Tuesday, September 07, 2021

Why writers can be a little “odd”

by Rick Blechta

A while back a friend asked me how hard it is to write a novel. “Is it sort of like writing a very long composition?”

I thought for a moment, and then replied, “Absolutely not.”

“How so?”

I decided to give him an example. “A person who’s used to writing things like compositions or letters only has to convey information. A writer has to convey many more things like emotion, sense of place, psychological motivation of characters, stuff like that. And you have to do it with clarity as well as style.”

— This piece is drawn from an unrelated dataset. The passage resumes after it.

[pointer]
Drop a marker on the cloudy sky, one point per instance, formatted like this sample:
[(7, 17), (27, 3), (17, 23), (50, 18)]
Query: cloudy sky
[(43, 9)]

As an example I asked him to compose a sentence about autumn that you might find in a novel.

He came up with, “It was autumn and the colourful leaves were falling down to the ground.”

Admittedly, I’d backed him into a bit of a corner, and I’m sure with more thought he could have come up with a much better sentence given a chance to think about it.

I thought for a moment and then came up with this rewritten version of his thought: “Leaves, tossed by the wind created a blizzard of reds, oranges, and yellows. I hate autumn.”

Now that’s not the brilliant prose ever, but my friend seemed impressed. “How the @#$! did you come up with that?”

I shrugged. “Practise. Writers need to think about every word. Your sentence was filled with dead words. You conveyed your thought clearly and with good grammar, but it was flat. It lacked style. With my sentence I was attempting to make you see and feel something; I wanted to engage your imagination.”

“But what about the ‘I hate autumn’ bit?”

“Aren’t you curious to find out why this person hates autumn?”

“Whoa…” my friend said under his breath.

I think he got it.


Donis Casey said...

Excellent example - and good thinking on your feet, too!

Rick Blechta said...

I taught school for 24 years (even if it was only music), so one learns to think on one's feet.

However, I bet anyone of us could have done something like this -- probably better!

But yeah, it made me realize how differently we writers think and express ourselves.

My grandson commented recently, "Grampa, you talk like a book."

High praise indeed!

Judy Penz Sheluk said...

My mother used to say that even my letters (remember when people wrote letters) were like little books, not like other people's letters. You're so right, we do think differently. And I love your grandsons comment!

Charlotte Hinger said...

I think the processes for writing non-fiction (especially academic) and writing fiction are quite different. Non-fiction is based on intelligent organization, logic, and impeccable research. Fiction is magic.